Wednesday (day 2): Another half cup day. This was when the lethargy really set in. Slight headache, but mostly lots of brain fog and the feeling of going through the day in slow motion. No energy at all, felt like I was missing a meal.
Thursday (day 3): A third cup today. Still felt like I was wading through mental molasses. No headache, but general slowness and tiredness throughout the day. Found myself getting sleepy at 9PM, which was new (I’ve always been a night owl).
Friday (day 4): Decaf 8oz cup from Philz today. Decaf has slightly less than 10% of the caffeine of a regular fully caffeinated cup, so I thought it was an appropriate step down from the ~30% mark. Symptoms mirrored Day 3 — no headache, but extremely exhausted throughout the day. Lots of yawns and cloudiness.
Saturday (day 5): Decaf Starbucks. Mental fog significantly lifted, though I still felt that I was operating at 80%, not 100. No headache, generally feeling pretty good overall.
Sunday (day 6): No coffee. My first clean day in 5 years. Not going to lie, it felt pretty great. Au naturel! I finally felt back at 100% energy wise and mentally. The step down from decaf to no coffee is pretty minimal, so this was not a huge surprise to me given my trajectory, but still a huge win for me personally.

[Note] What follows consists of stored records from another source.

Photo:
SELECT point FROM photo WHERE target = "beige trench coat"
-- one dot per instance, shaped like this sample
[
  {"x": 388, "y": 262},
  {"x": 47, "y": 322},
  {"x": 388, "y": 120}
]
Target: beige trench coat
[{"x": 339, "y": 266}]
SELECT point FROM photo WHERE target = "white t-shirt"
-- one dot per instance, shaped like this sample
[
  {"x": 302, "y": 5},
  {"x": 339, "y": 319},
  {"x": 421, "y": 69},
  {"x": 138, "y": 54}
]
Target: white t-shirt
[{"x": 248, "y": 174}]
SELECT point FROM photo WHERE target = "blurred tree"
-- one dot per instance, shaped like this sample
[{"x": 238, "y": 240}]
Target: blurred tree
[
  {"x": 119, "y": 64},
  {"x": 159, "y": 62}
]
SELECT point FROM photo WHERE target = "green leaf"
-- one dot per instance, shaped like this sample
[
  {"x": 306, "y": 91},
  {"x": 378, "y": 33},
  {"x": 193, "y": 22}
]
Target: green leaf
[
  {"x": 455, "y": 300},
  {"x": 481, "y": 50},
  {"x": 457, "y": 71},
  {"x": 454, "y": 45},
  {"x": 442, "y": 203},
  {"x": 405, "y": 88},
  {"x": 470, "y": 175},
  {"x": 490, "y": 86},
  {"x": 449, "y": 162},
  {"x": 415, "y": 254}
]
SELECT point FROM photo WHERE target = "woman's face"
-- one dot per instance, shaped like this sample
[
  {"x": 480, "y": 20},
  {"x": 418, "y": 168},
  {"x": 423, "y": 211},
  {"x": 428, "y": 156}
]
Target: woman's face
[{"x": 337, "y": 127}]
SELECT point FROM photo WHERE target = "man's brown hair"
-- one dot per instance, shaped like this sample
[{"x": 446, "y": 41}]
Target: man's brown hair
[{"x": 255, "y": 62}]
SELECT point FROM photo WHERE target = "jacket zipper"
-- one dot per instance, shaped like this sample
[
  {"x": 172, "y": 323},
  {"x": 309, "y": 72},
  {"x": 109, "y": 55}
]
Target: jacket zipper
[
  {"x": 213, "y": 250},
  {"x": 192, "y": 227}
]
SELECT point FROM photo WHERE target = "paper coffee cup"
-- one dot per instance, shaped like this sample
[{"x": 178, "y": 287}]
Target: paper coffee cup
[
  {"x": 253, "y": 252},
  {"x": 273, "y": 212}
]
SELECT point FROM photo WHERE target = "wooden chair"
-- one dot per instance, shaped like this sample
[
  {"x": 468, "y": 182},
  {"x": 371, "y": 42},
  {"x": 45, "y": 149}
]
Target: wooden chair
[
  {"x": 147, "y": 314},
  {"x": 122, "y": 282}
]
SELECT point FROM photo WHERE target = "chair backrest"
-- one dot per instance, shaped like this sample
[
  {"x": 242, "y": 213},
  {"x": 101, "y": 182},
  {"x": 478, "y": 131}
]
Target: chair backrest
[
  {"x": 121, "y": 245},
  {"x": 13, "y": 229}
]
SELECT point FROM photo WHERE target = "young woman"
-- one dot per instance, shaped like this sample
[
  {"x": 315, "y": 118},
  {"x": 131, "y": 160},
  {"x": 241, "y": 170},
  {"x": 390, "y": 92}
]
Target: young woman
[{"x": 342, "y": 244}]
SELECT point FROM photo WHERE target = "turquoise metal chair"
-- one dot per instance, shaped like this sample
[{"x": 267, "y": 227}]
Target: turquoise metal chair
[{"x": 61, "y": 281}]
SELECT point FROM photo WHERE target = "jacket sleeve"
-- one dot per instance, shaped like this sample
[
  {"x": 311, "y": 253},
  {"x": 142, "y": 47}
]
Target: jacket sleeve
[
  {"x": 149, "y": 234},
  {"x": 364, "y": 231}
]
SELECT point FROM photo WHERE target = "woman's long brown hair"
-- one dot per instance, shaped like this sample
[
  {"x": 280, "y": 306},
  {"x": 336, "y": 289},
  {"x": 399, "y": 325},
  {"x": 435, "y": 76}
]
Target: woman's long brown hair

As a naturally energetic person, I was surprised by how much energy I was deriving from caffeine. With my average 1 cup, I never felt artificially boosted during the day. I used to boast that caffeine had no effect on my energy level since finishing my cup later in the day didn’t make it harder for me to fall asleep at night. Turns out, everyone’s body reaches a “sweet spot” with consistent caffeine intake. Unlike how the body behaves with other substances in which it eventually requires a higher and higher dosage to achieve the same effect, the body only develops a partial tolerance to caffeine and can plateau to a consistent level in perpetuity. For me, feeling “100%” energy-wise was drinking the caffeine equivalent of 1 full cup. Significantly more and I’d start to feel sick or extremely jittery.
Knowing this, my goal is not to cut out coffee entirely. Like I noted at the outset, I love coffee! For me, the best outcome is to enjoy coffee when I want to, but minimize dependence such that I feel completely fine if I skip a week or two. Now that I’ve finally re-baselined, I’ll be limiting my caffeine intake when not needed (e.g. weekends, non-heavy work days) and saving my full caf days for trying times. Now looking forward to exploring the world of decaf!